Rapid clearance of rituximab may contribute to the continued high incidence of autoimmune hematologic complications of chemoimmunotherapy for chronic lymphocytic leukemia

Abstract

Rituximab is an effective treatment for autoimmune cytopenias associated with chronic lymphocytic leukemia. Despite the incorporation of rituximab into fludarabine-based chemotherapy regimens, the incidence of autoimmune cytopenias has remained high. Inadequate rituximab exposure due to rapid antibody clearance may be a contributing factor. To test this hypothesis, we measured serum rituximab levels in patients treated with fludarabine and rituximab (375 mg/m(2)). All patients had undetectable rituximab trough levels by the end of cycle 1, and one-third had undetectable levels already on Day 6 of cycle 1. Although rituximab trough levels increased progressively with each cycle, only by cycle 4 did the median trough level exceed 10 ug/mL. The median half-life of rituximab during cycle 1 was 27 hours, compared to 199 hours during cycle 4 (P<0.0001). There was a significant inverse correlation between the rituximab half-life in cycle 1 and the degree of tumor burden (P=0.02). Two patients who were identified as having subclinical autoimmune hemolysis prior to therapy were given additional doses of rituximab during the initial cycles of therapy and did not develop clinically significant hemolysis. One patient who developed clinically significant hemolysis during therapy was given additional rituximab doses during cycles 3-5 and was able to successfully complete his treatment. In conclusion, rituximab is cleared so rapidly during the initial cycles of therapy for chronic lymphocytic leukemia that most patients have only transient serum levels. More frequent dosing of rituximab may be required to prevent autoimmune complications in at-risk patients (clinicaltrials.gov identifier:00001586).
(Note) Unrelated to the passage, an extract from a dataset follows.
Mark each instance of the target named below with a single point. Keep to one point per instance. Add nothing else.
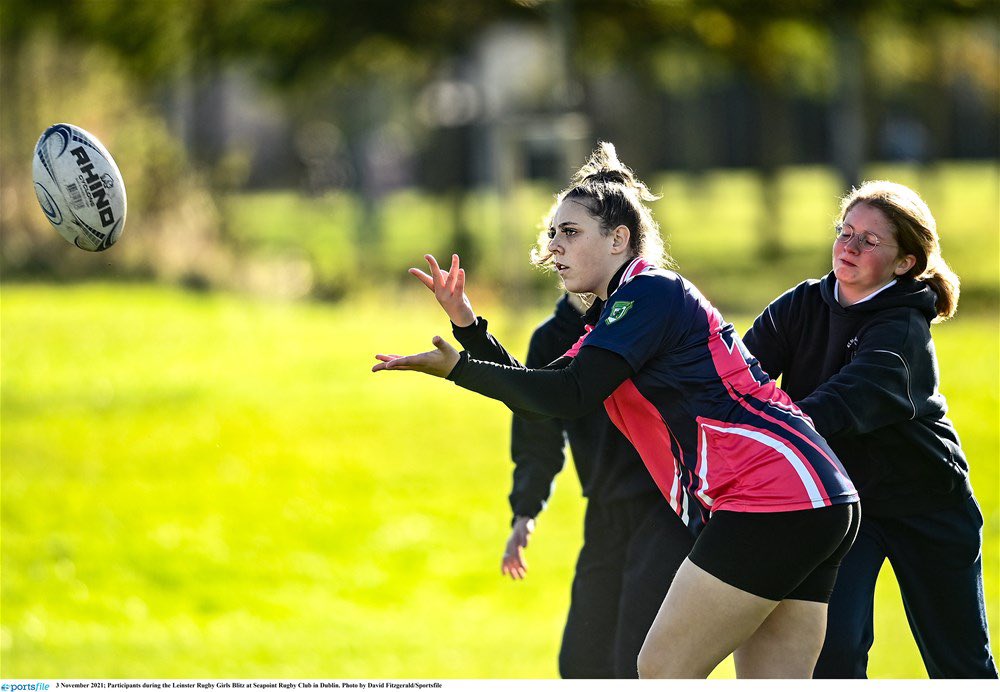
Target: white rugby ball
(79, 187)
Trial registration: ClinicalTrials.gov NCT00001586.

Figures

Figure 1.

Rituximab pharmacokinetics in CLL. (A) Rituximab was administered every 4 weeks in combination with fludarabine. Rituximab trough levels during cycles 1–5 are depicted on Whisker plots (P<0.0001 by ANOVA). (B) Percentage of patients with detectable trough levels at the end of cycles 1–5 (P=0.0019 for time effect). (C) Minimum (open squares), median (solid line), and maximum (open circles) rituximab serum levels measured 24 and 120 hours after the first dose. Lines indicate an estimate of serum levels at time points in between actual measurements. (D) Median serum rituximab half-life during cycles 1–4. P values by t-test for comparison of the respective cycle to cycle 1 are *P<0.01 and ***P<0.0001.

Figure 2.

Tumor burden correlates inversely with rituximab serum concentration and half-life. (A) Median serum rituximab half-life in the first treatment cycle for patients with high (n=8) and low (n=9) tumor burden (P=0.02 by Student’s t-test). (B) ALC (solid lines) and rituximab trough levels (dotted lines) over time in 2 representative patients.